The original application was written to allow users to load a dataset, map certain columns of each of the files which basically indicating key information on the files to show how they are related as well as identify a few expected column names. Once this is done, a validation process takes place to enforce various rules and ensure that all the relationships between the files are valid. Once that is done, the data is imported into a SQL Server database. The database design is an EAV (Entity-Attribute-Value) model used to cater for the variable columns per file. I know EAV has its detractors, but in this case, I feel it was a reasonable choice given the disparate data and variable number of columns submitted in each dataset.
The memory problem
Given the fact the combined size of all text files was at most about 5 megs, and in an effort to reduce the database transaction time, it was decided to read ALL the data from files into memory and then perform the following;
perform all the validation whilst the data was in memory
relate it using an object model
Start DB transaction and write the key columns row by row, noting the Id of the written row (all tables in the database utilise identity columns), then the Id of the newly written row is applied to all related data
Once all related data had been updated with the key information to which it relates, these records are written using SqlBulkCopy. Due to our EAV model, we essentially have; x columns by y rows to write, where x can by 256+ and rows are often into the tens of thousands.
Once all the data is written without error (can take several minutes for large datasets), Commit the transaction.

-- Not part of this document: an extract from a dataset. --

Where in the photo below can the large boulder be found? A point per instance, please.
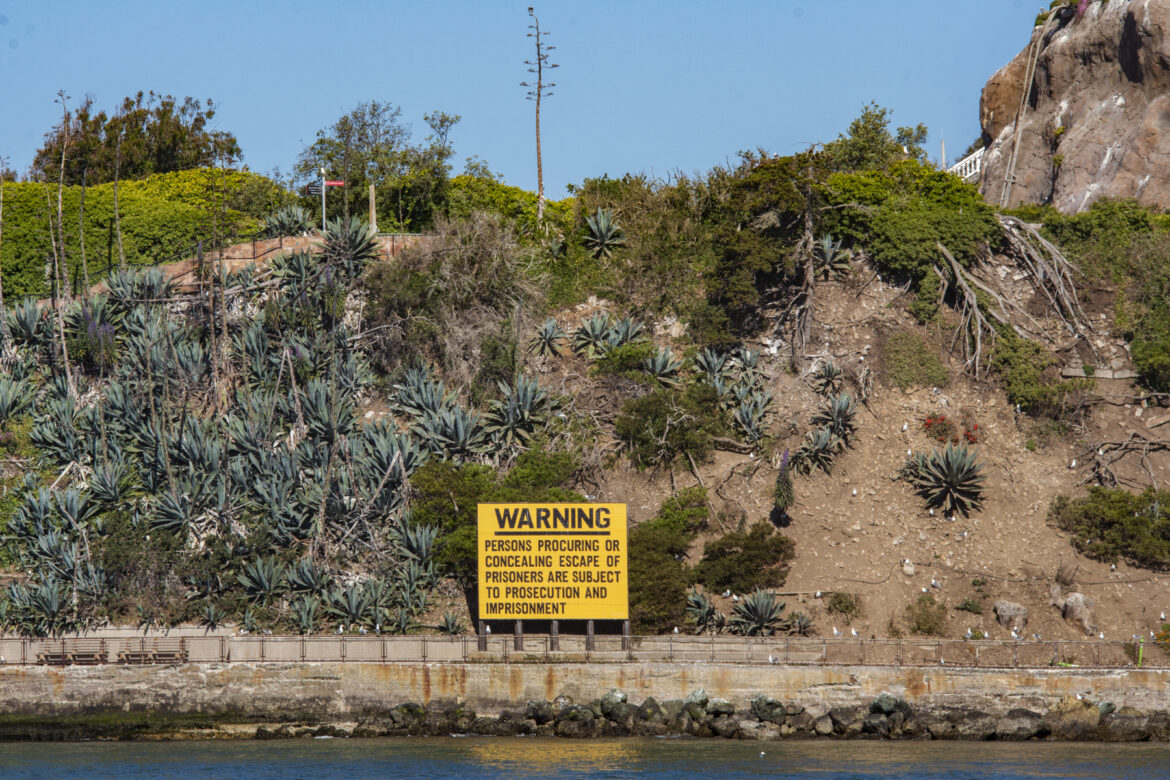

The problem now comes from the fact we are now receiving individual files containing over 30 megs of data. In a dataset, we can receive any number of files. We’ve started seen datasets of around 100 megs coming in and I expect it is only going to get bigger from here on in. With files of this size, data can’t even be read into memory without the app falling over, let alone be validated and imported. I anticipate having to modify large chunks of the code to allow validation to occur by parsing files line by line and am not exactly decided on how to handle the import and transactions.
Potential improvements
I’ve wondered about using GUIDs to relate the data rather than relying on identity fields. This would allow data to be related prior to writing to the database. This would certainly increase the storage required though. Especially in an EAV design. Would you think this is a reasonable thing to try, or do I simply persist with identity fields (natural keys can’t be trusted to be unique across all submitters).
Use of staging tables to get data into the database and only performing the transaction to copy data from staging area to actual destination tables.
Questions
For systems like this that import large quantities of data, how to you go about keeping transactions small. I’ve kept them as small as possible in the current design, but they are still active for several minutes and write hundreds of thousands of records in one transaction. Is there a better solution?
The tab delimited data section is read into a DataTable to be viewed in a grid. I don’t need the full functionality of a DataTable, so I suspect it is overkill. Is there anyway to turn off various features of DataTables to make them more lightweight?
Are there any other obvious things you would do in this situation to minimise the memory footprint of the application described above?
Thanks for your kind attention.